With the advancement of immunotherapies for lung cancer, it has become apparent how insufficient our knowledge is surrounding the interactions between the tumor and the immune system. In particular in the context of combining immunotherapy with conventional chemotherapy or novel targeted therapies, it is of the utmost importance that we understand the effects that those therapies have on the tumor immune infiltrate and how that would counteract or synergize with immunotherapy. We have used multiplex flow cytometry to characterise the basal tumor immune infiltrate of various spontaneous and orthogonous syngeneic mouse models for lung cancer, with different levels of immunogenicity. With imaging mass cytometry, visualizing and quantifying >30 markers simultaneously in mouse tumor tissue sections, we studied the localization and interactions of the immune cells within and surrounding the tumors. This has highlighted the level to which tumors are regulating their microenvironment, actively excluding all potential effector cells while attracting protumoral myeloid cells, and how this is amplified as the tumors progress. We have observed differences between the various models and seen how the tumors make adaptations when they are intrinsically more immunogenic. Furthermore, we have started to address how these balances are perturbed by various immune and chemotherapies in short- and long-term experiments and preliminary data will be presented.

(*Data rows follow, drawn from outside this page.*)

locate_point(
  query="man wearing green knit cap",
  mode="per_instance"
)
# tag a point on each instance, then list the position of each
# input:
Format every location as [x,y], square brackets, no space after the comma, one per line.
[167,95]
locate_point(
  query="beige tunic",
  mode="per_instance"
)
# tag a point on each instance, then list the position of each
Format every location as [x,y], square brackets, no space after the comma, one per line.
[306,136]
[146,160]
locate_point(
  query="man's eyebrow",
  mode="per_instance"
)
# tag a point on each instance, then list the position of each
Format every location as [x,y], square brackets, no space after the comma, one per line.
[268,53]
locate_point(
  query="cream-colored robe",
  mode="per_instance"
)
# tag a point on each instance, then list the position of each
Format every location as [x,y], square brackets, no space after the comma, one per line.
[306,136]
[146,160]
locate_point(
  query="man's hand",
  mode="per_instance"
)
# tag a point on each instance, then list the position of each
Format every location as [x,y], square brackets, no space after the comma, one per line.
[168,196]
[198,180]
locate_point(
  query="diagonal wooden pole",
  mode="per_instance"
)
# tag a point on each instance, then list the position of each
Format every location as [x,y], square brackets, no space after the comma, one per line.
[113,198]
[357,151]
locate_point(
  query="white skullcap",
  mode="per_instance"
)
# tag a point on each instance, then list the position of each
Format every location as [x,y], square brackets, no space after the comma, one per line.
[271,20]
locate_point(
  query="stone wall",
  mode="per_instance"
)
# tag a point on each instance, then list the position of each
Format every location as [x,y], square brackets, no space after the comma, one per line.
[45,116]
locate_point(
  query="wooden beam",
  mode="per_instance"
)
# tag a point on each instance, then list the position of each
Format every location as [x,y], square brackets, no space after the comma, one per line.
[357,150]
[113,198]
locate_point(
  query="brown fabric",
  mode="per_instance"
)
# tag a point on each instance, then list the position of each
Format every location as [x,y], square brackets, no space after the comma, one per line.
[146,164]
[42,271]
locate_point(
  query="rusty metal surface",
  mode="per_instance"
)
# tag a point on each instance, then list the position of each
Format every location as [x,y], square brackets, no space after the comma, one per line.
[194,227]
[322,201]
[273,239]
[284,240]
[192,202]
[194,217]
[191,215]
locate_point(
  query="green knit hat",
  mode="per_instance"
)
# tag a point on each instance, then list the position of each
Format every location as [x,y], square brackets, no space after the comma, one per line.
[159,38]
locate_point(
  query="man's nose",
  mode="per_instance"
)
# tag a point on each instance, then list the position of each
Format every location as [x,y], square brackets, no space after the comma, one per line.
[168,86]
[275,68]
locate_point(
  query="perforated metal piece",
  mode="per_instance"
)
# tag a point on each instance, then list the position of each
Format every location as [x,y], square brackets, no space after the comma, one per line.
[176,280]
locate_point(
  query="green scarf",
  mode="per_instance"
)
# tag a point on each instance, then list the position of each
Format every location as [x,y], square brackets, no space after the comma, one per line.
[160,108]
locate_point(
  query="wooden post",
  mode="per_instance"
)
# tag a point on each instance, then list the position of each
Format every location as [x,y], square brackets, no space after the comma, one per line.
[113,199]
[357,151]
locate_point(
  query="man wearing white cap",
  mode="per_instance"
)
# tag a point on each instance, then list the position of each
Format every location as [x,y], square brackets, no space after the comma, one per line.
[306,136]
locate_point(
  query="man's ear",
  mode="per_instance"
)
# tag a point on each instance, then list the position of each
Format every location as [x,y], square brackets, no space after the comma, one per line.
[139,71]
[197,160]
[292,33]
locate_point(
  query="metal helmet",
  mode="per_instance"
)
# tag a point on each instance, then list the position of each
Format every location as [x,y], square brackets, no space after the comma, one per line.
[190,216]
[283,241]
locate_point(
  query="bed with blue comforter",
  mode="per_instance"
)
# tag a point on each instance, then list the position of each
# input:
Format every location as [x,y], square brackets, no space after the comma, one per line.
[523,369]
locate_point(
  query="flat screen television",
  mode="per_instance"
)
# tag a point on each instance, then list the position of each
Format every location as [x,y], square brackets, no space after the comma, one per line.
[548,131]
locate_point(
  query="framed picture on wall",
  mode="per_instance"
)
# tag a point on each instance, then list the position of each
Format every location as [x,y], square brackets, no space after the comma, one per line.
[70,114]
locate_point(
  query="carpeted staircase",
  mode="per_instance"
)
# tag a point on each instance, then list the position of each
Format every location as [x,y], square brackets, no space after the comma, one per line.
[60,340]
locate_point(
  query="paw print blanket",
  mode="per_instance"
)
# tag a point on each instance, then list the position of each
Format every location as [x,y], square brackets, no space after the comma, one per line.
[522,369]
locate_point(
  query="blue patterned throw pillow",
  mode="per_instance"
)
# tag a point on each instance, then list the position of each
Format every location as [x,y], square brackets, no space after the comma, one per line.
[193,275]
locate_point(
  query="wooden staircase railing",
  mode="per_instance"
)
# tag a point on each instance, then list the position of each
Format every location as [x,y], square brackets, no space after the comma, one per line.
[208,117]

Citation Format: Febe van Maldegem, Karishma Valand, Victoria Tsang, Edurne Mugarza, Deborah Caswell, Philip Hobson, Julian Downward. Deep immunoprofiling of mouse lung cancer models in steady state and upon drug treatment. [abstract]. In: Proceedings of the Fourth CRI-CIMT-EATI-AACR International Cancer Immunotherapy Conference: Translating Science into Survival; Sept 30-Oct 3, 2018; New York, NY. Philadelphia (PA): AACR; Cancer Immunol Res 2019;7(2 Suppl):Abstract nr A160.